The country's foreign ministry Lu Kang said on Saturday that the USS Hopper, a guided missile destroyer, came within 12 nautical miles of Huangyan Island, also known as Scarborough Shoal. Both China and the Phillippines claim ownership of the islet.

"The Chinese navy carried out identification and verification procedures in accordance with the law and warned the U.S. vessel to leave," Lu said, as reported by South China Morning Post.

"China is strongly dissatisfied with the [US action] and will take necessary measures to firmly safeguard its sovereignty."

Two U.S. officials have confirmed the trip's voyage to The Guardian, adding that the "patrol was in line with international law and was an 'innocent passage', in which a warship effectively recognizes a territorial sea by crossing it quickly, without stopping."

The Pentagon did not comment on this specific patrol, but the U.S. Navy claims it has the right to conduct so-called freedom-of-navigation operations in the South China Sea.

Tensions over China's aggressive stance toward its territoriality in the South China Sea has flustered its relations with the U.S. and its allies.

Construction is shown on Fiery Cross Reef, in the Spratly Islands in the disputed South China Sea, in this June 16, 2017, satellite image released by Asia Maritime Transparency Initiative at the Center for Strategic and International Studies (CSIS) to Reuters on June 29, 2017. On Tuesday, Brian Hook, a senior adviser to U.S. Secretary of State Rex Tillerson, accused Beijing of breaking international law by pushing around smaller states as it militarizes the South China Sea. Reuters

Military tensions between the U.S. and China have flared up in 2018.

On Friday, Defense Secretary James Mattis said the U.S. will now refocus its military capabilities from combating terrorism to competing with China and Russia.

"We face growing threats from revisionist powers as different as China and Russia are from each other, nations that do seek to create a world consistent with their authoritarian models, pursuing veto authority over other nations' economic, diplomatic and security decisions," Mattis added.

Earlier this month, Brian Hook, a senior Asia policy adviser to Secretary of State Rex Tillerson, said the U.S. will oppose China's "provocative militarization of the South China Sea" and charged the country with "pushing around smaller states in ways that put a strain on the global system."
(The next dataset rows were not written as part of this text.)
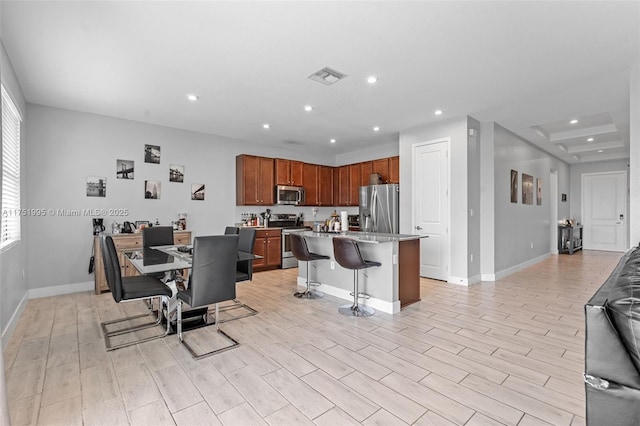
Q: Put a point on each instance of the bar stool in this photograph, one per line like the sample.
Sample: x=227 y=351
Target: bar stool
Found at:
x=301 y=252
x=347 y=254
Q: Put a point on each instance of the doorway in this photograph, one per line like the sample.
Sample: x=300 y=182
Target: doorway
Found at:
x=604 y=207
x=431 y=206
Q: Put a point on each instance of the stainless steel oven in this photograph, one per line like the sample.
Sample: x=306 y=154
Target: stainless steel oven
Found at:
x=288 y=260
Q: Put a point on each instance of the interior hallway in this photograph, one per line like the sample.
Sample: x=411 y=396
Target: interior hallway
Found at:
x=509 y=352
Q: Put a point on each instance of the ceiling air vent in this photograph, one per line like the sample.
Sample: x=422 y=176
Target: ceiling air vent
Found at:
x=327 y=76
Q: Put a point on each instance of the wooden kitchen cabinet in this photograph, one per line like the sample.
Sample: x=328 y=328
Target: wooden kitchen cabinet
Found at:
x=125 y=242
x=310 y=183
x=366 y=169
x=381 y=166
x=254 y=180
x=325 y=186
x=394 y=170
x=289 y=172
x=268 y=245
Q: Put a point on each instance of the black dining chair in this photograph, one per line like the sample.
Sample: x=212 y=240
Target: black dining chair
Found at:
x=212 y=280
x=128 y=289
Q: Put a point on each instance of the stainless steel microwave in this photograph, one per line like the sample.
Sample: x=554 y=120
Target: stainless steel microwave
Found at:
x=291 y=195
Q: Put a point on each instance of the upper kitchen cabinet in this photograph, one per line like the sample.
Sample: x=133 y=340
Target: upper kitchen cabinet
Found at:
x=366 y=169
x=289 y=172
x=381 y=167
x=325 y=186
x=348 y=185
x=254 y=180
x=318 y=185
x=394 y=170
x=310 y=180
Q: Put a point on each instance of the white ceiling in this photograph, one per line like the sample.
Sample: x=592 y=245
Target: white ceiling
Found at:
x=530 y=66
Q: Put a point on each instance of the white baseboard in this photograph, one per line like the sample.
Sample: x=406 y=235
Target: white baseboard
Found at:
x=380 y=305
x=37 y=293
x=13 y=321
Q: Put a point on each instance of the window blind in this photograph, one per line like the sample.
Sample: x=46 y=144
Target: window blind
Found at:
x=10 y=228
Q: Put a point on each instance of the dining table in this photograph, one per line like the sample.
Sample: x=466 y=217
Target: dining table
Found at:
x=170 y=259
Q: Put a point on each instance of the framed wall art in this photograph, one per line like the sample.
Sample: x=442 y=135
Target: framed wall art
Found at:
x=124 y=169
x=514 y=186
x=527 y=189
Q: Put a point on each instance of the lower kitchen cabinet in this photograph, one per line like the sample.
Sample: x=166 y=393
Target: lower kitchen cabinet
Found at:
x=268 y=245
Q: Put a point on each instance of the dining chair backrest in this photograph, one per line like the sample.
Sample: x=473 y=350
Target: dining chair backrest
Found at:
x=213 y=272
x=231 y=230
x=112 y=268
x=157 y=236
x=246 y=243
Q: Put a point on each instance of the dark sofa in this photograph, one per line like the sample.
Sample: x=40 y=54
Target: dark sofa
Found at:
x=612 y=347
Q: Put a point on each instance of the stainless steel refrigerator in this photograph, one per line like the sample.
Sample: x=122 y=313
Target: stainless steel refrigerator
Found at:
x=380 y=208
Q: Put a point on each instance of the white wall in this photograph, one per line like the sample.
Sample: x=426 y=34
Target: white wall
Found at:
x=64 y=147
x=517 y=225
x=456 y=129
x=576 y=172
x=13 y=261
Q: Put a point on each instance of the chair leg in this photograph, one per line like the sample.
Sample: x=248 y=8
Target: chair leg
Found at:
x=195 y=355
x=355 y=309
x=308 y=293
x=109 y=334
The U.S. also opposes China's construction of new military islets in the South China Sea, saying they could be used to restrict global free trade.

China has repeatedly warned the U.S. to stay away from the territorial dispute and that its maritime patrols are an infringement on its sovereignty.

"We urge the United States to respect the facts, speak and act cautiously to avoid harming the peace and stability of the South China Sea," China's Foreign Ministry spokeswoman Hua Chunying told reporters at a news briefing last January.